---

<h1><span style="color:red;"><strong>LANL Earthquake Prediction</strong></span></h1>

---

<h3><span style="color:Blue;"><strong><i>Can you predict upcoming laboratory earthquakes?</i></strong></span></h3>

---

> ## **_Objective_**
> In this competition, you will address when the earthquake will take place. Specifically, you’ll predict the time remaining before laboratory earthquakes occur from real-time seismic data.
> ## **_Solution thought by me_**
> _In this kernel, I tried to apply lightgbm with initial parameter and kfold validation and also try to apply xgboost and other ensemble model and stacking is also applied._

---
> ## **_Outline_**
* [**1.Load library**](#1.Load-library)
* [**2.Read Data**](#2.Read-Data)
* [**3.Feature Engineering**](#3.Feature-Engineering)
* [**4.Data transformation**](#4.Data-transformation)
* [**5.Test Data**](#5.Test-Data)
* [**6.Model Training**](#6.Model-Training)
    * [**1. Lightgbm**](#1.-Lightgbm)
    * [**2. XGboost**](#2.-XGboost)
* [**7.Stacking**](#7.Stacking)
> * [**8.Final Prediction**](#8.Final-Prediction)
---

## **1.Load library**

In [None]:
import os
import numpy as np
import pandas as pd
import matplotlib.pyplot as plt
import seaborn as sns
from tqdm import tqdm_notebook as tqdm
from sklearn.preprocessing import StandardScaler
from sklearn.svm import NuSVR
from sklearn.kernel_ridge import KernelRidge
from sklearn.metrics import mean_absolute_error, make_scorer
from sklearn.model_selection import GridSearchCV
from sklearn.linear_model import LinearRegression
from sklearn.model_selection import StratifiedKFold, KFold
from sklearn.metrics import mean_squared_error
from sklearn.linear_model import BayesianRidge
import multiprocessing as mp
from sklearn.model_selection import train_test_split
import warnings
warnings.filterwarnings("ignore")

## **2.Read Data**

In [None]:
%%time
train = pd.read_csv('../input/train.csv', dtype={'acoustic_data': np.int16, 'time_to_failure': np.float64})
train.head()

In [None]:
def add_trend_feature(arr, abs_values=False):
    idx = np.array(range(len(arr)))
    if abs_values:
        arr = np.abs(arr)
    lr = LinearRegression()
    lr.fit(idx.reshape(-1, 1), arr)
    return lr.coef_[0]

### **GeneticAlgorithm**

In [None]:
class GeneticAlgorithm:

    def __init__(self,X,Y,Algorithm,Niter=100,keep_fraction=0.5,mutation_rate="auto",nfeatures="auto",test_size=0.3,njobs=1):

        '''
        A simple genetic algorithm designed to work with sklearn objects.
        The object of the algorithm is to select the optimal combination of columns of input datafame X that produce the
        best prediction of Y given the algorithm object provided.
        To do this, the algorithm starts by randomly selecting different 
        combinations of columns. These become the first 'generation' of individuals
        For each combination, the sklearn algorithm is trained in the associated columns and tested. The test score 
        becomes the 'fitness' of that combination/individual
        Individuals are then selected for 'breeding'. Those with the highest fitness scores have the highest chances
        of doing so.

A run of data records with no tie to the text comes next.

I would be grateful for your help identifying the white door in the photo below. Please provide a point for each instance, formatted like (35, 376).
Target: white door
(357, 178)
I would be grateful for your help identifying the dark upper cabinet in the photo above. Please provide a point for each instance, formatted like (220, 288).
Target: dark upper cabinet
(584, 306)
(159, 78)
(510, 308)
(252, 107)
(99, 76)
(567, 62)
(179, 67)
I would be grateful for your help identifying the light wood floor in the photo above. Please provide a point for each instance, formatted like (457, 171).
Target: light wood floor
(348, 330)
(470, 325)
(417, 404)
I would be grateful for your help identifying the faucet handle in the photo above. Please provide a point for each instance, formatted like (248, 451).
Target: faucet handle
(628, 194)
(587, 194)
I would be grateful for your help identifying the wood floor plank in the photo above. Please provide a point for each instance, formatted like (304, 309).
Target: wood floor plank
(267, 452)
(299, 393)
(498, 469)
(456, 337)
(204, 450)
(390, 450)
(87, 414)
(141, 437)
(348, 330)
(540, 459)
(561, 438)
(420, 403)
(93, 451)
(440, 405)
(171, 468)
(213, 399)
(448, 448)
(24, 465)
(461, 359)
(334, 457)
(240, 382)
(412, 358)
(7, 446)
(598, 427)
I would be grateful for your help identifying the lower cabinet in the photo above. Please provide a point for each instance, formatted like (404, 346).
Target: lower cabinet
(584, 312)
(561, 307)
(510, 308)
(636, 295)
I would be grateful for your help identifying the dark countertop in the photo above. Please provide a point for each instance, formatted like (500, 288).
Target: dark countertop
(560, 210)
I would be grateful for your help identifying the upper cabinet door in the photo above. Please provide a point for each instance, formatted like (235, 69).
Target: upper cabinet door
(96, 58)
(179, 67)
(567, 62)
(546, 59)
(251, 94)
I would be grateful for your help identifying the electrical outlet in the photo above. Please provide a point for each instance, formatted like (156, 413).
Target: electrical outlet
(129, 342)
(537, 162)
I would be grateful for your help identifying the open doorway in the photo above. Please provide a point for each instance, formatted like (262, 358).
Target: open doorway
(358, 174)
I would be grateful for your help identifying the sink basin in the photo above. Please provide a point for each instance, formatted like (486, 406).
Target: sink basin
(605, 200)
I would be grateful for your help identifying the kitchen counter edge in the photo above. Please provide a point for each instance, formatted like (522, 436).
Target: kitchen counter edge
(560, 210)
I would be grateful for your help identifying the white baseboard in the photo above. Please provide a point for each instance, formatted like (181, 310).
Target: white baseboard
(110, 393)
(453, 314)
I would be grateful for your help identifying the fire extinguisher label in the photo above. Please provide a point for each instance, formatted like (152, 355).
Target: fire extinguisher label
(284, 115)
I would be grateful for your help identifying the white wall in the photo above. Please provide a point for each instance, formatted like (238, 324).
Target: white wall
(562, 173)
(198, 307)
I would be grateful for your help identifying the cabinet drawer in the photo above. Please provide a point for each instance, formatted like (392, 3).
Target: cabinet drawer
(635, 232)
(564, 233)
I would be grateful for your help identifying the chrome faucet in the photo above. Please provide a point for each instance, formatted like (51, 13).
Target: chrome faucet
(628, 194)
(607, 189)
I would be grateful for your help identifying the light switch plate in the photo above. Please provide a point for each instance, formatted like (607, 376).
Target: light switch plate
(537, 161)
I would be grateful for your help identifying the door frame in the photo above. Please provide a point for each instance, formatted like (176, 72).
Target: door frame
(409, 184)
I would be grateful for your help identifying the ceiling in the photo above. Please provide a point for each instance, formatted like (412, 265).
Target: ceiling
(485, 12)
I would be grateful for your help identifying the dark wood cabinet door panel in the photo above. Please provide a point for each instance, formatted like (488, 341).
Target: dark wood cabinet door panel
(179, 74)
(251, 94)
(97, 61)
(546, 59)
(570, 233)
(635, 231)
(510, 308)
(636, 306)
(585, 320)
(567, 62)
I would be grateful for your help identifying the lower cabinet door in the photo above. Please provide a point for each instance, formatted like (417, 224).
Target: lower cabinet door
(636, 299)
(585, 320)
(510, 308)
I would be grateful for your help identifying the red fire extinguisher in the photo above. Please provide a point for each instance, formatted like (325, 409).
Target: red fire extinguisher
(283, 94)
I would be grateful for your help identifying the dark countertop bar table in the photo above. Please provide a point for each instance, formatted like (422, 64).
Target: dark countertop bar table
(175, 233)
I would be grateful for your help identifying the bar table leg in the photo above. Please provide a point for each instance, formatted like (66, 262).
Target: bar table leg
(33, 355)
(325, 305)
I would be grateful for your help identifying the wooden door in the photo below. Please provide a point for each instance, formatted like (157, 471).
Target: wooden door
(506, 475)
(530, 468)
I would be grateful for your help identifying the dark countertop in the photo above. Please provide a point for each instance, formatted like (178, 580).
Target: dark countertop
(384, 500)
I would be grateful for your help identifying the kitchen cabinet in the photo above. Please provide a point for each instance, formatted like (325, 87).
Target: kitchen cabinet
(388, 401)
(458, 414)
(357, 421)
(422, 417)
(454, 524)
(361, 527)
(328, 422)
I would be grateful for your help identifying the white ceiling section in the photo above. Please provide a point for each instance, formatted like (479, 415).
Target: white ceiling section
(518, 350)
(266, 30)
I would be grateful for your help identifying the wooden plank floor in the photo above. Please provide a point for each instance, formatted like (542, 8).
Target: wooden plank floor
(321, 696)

When two individuals 'breed'. Two children are produced by a simple crossover of their column IDs
        The child generation is then combined with the 'best' of the parent generation via the 'keep_fraction' argument
        The algorithm proceeds by testing the fitness of each generation. The result is an 'optimal' combination of 
        features that correspond to the best fitness score. 
        This should work with any supervised sklearn object
        Inputs:
        X - dataframe containing the predictors only
        Y - datafame or series containing the target only
        Algorithm - sklearn classifier or regression object, such as an RandomForestClassifier
        Niter - number of iterations of the genetic algorithm
        keep_fraction - the proportion of fittest parents to keep in each new generation
        mutation_rate - the probability of mutation in each child
        nfeatures - the maximum number of features that an output model can have
        test_size - test_size in the train_test_split that occurs in model fitness evaluation 
        Main outputs:
        self.fitness_evolution - list of the best fitness value from each generation
        self.best_individual_evolution - list of arrays of the best individuals in each generation
        self.feature_selection - dataframe corresponding to the selected features 
        self.best_fitness - fitness score correspondng to self.feature_selection
        self.best_individual - individual corresponding to self.feature_selection
        '''


        self.dataset = X
        self.response = Y
        self.algorithm = Algorithm #needs to be a sklearn object
        self.Niter = Niter #number of iterations 
        self.parent_keep = keep_fraction
        self.test_size = test_size
        self.nprocs = int(njobs)

        if self.nprocs > mp.cpu_count():

            raise ValueError("Entered number of processes > CPU count!")


        self.feature_columns = self.dataset.columns

        if nfeatures == 'auto':
            self.nfeatures = len(self.feature_columns)
        else:
            self.nfeatures = nfeatures

        self.P = 2*int(np.ceil(self.nfeatures*1.5/2)) #number of individuals in a given generation

        if mutation_rate == 'auto':

            self.mutation_rate = 1.0/(self.P*np.sqrt(self.nfeatures))
        else:
            self.mutation_rate = mutation_rate

        self.fitness_evolution = []
        self.best_individual_evolution = []

        #These three things are typically the most desired output
        self.feature_selection = None
        self.best_fitness = None
        self.best_individual = None


    def fitness(self,generation):

        '''
        Assess the fitness of a generation of individuals
        This is the part that takes a long time because it must train a supervised ML algorithm on all individuals in a generation
        '''

        def determine_fitness(subgeneration,output,pos):

            fitness_array = np.zeros(np.shape(subgeneration)[0])

            for i in range(np.shape(subgeneration)[0]):
            
                individual = subgeneration[i,:]
                
                #Subset the columns based on this individual
                X_individual = self.dataset[[self.dataset.columns[j] for j in range(len(individual)) if individual[j] == 1]]
                
                #Split into train-test datasets
                X_train, X_test, y_train, y_test = train_test_split(X_individual,self.response,test_size=self.test_size)
                
                #Fit the classifier
                self.algorithm.fit(X_train,y_train)
                
                #Report fitness score (score in the testing dataset)
                fitness = self.algorithm.score(X_test,y_test)
                
                #append to fitness array
                fitness_array[i] = fitness

            output.put((pos,fitness_array))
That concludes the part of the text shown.